I saw Blade Runner 2049 last night. I have very complicated feelings about it — I can’t say whether I liked it or not. I mean, I liked it, but it’s not like I can say it was a fun evening, or wheee, let’s get on the roller coaster again, or gosh, I sure wish I could have one of those flying cars. It was also simultaneously unexpected and exactly what I should expect from this movie.
The trailer is not representative. It sets it up as an action movie, when it’s not. Not really.
It is remarkably slow paced. There are fight scenes, but there’s more weight in scenes of Ryan Gosling slowly walking through a bleak dystopian landscape. The Earth is a dead world, and you’re made to feel it. At the same time, there is an ongoing struggle for identity: who is human? What is human? Is that disembodied AI that is present only as a hologram a person? She shows more emotion than many of the “born” humans — Jared Leto plays the head of the evil corporation as a visionary but soulless techno-futurist — and some of the replicants are angry and passionate. Your theory of mind gets a workout in this movie. The key conflicts are all in your head.
Go into the theater in a meditative mood, and you’ll probably enjoy it. Walk in expecting a slam-bang thriller, and you’re going to leave thinking “WTF did I just see?”. Or you’ll fall asleep somewhere in the middle.

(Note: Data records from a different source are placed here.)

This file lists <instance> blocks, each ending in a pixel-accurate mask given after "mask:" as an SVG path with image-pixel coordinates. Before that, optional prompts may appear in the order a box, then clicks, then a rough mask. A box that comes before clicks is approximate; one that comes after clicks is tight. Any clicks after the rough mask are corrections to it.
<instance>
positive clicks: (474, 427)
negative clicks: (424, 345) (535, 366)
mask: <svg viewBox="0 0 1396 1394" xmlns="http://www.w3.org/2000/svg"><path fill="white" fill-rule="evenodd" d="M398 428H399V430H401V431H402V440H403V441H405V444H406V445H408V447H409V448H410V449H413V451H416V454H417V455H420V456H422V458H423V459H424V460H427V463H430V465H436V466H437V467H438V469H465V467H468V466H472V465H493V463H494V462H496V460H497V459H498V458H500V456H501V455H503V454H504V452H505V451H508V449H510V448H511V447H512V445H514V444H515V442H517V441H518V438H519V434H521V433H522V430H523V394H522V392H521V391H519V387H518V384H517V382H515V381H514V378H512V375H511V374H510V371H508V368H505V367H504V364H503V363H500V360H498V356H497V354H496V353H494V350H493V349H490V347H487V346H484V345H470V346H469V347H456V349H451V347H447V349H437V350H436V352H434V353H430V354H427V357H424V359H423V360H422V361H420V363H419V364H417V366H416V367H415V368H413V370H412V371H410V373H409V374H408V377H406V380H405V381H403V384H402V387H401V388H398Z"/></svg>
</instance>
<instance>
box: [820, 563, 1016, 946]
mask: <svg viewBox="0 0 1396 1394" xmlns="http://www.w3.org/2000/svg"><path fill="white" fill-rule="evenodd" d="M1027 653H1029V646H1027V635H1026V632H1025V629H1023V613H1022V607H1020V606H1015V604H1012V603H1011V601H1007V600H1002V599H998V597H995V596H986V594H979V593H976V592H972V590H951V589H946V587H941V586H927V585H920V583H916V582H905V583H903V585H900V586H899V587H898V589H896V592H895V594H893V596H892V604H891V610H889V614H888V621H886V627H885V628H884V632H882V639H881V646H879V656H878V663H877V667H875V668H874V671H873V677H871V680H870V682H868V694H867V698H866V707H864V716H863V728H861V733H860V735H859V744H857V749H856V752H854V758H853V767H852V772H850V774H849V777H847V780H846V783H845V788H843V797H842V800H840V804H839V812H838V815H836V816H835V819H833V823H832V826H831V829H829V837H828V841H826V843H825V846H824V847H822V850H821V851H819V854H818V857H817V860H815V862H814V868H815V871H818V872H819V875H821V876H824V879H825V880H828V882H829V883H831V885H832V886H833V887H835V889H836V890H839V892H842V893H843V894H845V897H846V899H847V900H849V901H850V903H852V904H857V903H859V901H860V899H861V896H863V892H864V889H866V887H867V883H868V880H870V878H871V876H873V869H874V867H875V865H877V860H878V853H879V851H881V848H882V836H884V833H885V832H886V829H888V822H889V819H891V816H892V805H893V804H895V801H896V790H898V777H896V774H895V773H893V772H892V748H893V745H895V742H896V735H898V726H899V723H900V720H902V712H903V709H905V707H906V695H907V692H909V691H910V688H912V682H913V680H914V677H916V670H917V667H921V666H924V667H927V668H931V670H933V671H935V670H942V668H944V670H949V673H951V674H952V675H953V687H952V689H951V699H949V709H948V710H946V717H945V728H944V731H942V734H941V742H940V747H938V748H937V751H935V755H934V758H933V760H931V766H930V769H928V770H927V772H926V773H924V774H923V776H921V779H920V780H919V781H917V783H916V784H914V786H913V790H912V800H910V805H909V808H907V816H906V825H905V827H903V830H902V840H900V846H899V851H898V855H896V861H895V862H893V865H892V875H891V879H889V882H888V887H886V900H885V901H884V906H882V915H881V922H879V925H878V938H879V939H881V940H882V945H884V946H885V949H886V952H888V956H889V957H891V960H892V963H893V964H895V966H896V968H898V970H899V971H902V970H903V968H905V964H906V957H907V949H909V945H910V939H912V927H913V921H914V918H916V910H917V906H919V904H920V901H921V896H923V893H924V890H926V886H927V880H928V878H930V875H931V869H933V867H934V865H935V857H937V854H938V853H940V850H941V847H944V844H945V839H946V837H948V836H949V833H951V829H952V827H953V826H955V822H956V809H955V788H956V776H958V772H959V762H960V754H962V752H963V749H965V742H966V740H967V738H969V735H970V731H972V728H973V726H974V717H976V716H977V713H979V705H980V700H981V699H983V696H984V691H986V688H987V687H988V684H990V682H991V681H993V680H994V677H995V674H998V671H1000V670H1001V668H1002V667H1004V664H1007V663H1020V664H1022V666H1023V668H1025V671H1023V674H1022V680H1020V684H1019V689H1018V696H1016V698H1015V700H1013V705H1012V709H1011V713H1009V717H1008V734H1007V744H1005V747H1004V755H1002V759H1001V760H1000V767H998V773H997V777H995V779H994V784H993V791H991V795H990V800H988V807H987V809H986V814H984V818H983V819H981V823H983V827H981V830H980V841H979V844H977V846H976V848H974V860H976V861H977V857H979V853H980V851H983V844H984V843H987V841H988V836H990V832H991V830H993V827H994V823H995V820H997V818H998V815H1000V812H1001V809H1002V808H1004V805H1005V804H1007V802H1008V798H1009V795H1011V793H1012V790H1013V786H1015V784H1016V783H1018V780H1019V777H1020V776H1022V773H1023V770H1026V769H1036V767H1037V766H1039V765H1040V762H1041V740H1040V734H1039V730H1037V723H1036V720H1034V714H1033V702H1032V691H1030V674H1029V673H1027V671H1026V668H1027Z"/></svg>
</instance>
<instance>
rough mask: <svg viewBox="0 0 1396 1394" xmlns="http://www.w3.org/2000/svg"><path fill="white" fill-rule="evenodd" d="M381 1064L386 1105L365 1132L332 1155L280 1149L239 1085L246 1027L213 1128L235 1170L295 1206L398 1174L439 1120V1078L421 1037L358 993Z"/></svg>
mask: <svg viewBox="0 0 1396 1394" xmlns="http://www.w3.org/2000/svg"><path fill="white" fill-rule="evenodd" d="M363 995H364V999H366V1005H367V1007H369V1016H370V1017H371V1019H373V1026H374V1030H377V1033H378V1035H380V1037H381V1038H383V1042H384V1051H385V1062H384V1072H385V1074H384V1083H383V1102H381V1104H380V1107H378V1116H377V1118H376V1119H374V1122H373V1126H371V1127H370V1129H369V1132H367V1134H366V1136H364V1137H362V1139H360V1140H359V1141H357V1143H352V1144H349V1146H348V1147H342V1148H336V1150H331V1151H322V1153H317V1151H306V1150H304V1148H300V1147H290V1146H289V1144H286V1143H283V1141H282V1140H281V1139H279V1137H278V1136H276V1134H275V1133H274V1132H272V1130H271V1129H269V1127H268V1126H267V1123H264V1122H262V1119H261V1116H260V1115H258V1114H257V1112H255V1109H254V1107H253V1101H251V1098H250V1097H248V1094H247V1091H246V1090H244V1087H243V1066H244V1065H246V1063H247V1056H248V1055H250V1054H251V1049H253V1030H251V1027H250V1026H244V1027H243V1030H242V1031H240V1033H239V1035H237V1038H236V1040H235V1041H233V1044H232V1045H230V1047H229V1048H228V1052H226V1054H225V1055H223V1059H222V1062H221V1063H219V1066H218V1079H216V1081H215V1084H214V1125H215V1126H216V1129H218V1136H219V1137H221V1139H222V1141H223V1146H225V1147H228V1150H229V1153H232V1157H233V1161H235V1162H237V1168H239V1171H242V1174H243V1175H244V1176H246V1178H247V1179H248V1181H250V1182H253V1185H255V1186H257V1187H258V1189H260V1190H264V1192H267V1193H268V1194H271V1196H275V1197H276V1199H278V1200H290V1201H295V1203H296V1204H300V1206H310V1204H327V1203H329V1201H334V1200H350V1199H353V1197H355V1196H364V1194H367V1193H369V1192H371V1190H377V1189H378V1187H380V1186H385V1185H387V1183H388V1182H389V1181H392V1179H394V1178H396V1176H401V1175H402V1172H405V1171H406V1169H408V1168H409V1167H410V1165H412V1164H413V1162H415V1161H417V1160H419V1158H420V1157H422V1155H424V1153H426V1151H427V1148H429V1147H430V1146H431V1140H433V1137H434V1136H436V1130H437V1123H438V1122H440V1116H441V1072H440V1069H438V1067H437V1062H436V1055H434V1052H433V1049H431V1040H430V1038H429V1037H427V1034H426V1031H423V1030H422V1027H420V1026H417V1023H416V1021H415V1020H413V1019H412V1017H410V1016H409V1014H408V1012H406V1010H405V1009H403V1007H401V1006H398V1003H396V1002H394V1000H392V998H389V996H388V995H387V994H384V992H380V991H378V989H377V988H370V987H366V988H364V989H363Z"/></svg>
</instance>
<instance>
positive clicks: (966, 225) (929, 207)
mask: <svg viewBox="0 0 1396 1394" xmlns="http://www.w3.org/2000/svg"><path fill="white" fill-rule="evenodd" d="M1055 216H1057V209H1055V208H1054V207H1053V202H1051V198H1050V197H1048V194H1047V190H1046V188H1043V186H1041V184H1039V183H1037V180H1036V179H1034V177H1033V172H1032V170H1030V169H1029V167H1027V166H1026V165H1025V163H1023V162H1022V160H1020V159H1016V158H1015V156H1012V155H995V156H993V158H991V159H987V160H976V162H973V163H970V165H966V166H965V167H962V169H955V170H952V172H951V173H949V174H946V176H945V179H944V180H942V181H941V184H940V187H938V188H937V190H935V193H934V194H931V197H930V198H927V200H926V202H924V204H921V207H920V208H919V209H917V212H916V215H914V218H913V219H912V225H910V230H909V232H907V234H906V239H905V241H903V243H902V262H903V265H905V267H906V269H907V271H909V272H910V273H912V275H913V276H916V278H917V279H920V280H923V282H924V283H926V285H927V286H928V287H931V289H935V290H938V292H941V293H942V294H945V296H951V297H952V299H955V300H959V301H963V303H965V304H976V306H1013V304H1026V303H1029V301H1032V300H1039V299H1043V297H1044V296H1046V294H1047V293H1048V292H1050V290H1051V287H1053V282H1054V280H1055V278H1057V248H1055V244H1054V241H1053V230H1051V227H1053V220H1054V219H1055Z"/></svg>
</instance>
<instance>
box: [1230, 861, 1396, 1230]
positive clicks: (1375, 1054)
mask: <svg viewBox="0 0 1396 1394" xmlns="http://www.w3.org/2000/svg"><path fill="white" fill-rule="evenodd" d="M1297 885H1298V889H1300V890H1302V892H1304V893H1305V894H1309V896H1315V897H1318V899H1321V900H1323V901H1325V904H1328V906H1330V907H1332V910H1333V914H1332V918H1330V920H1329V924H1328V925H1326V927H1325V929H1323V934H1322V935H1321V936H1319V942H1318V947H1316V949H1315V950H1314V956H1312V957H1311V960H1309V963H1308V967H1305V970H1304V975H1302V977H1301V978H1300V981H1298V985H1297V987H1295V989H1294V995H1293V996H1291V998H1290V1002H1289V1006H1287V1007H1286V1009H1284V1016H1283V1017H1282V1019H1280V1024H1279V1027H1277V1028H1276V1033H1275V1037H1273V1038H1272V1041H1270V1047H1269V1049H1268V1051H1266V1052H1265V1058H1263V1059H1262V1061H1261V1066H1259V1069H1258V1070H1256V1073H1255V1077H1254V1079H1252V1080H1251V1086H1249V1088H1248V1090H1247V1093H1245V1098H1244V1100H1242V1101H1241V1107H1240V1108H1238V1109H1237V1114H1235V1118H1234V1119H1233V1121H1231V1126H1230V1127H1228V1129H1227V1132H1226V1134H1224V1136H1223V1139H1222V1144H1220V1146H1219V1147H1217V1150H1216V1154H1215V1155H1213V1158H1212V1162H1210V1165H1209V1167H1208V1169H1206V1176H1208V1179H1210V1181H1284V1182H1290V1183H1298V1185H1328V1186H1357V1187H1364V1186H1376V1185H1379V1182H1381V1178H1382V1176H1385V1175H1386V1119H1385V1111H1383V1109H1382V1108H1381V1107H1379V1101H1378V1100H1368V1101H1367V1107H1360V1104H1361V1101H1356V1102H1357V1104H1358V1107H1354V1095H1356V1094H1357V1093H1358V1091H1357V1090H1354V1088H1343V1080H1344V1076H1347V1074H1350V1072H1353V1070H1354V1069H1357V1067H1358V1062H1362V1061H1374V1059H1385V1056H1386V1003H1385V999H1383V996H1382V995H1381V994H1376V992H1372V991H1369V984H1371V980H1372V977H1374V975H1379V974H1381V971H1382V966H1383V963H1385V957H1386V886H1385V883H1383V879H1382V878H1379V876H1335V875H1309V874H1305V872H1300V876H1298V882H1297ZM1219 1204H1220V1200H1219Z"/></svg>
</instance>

Other things of note: the imagery is gorgeously depressing. The world is a high-tech garbage heap where people scavenge like rats in the neon-lit debris. The score is amazing. It’s got echoes of the old Vangelis score, but at times it rises into this industrial howl that has you wondering whether that was music, or a sound effect? It’s effective either way. I noticed that the patriarchy isn’t dead in 2049, either — there are weird landscapes with monumental, crumbling statuary, all of nude women, and roaming the streets are multi-story glowing holograms of, of course, more naked women. I don’t think it passes the Bechdel test, either, unless two women, at least one of whom is a replicant, talking about another replicant, who just happens to be coded male, counts. There’s also a cold-blooded execution of a female replicant for having the wrong eye color, and another newly created replicant, naked, shivering, obedient, and female (of course) is casually stabbed and bleeds to death so Niander Wallace can make a point about the disposability of individuals. I get the point. It’s part of the theme of the movie. But that it is always women who get disposed of so vividly steers it in the direction of misogyny.
Don’t worry, though, lots of men get offed, too — it’s just that they tend to be masked and in uniform or blown away at a distance so you don’t have to think about their humanity. The disparity is distinct enough that I was wondering if it was intentional or just a thoughtless reflection of conventionality. Just like it had me wondering whether the characters were robots pretending to be people, or people who just happened to be robots. It’s the kind of movie where you’ll tie your brain into knots trying to think about what’s going on, and whether you’ll like it or not depends on whether you enjoy that sensation.
Unfortunately, it seems a lot of people don’t like getting their brains twisted up (which is OK, I like a good popcorn movie, too, and this is not a popcorn movie), and the box office is disappointing. I guess it might be a “disaster” or a “flop” if all you count is how many tickets it sold, so the accountants might be unhappy. All I care about is that I bought one ticket and got personally challenged for a few hours by a movie with high ambitions.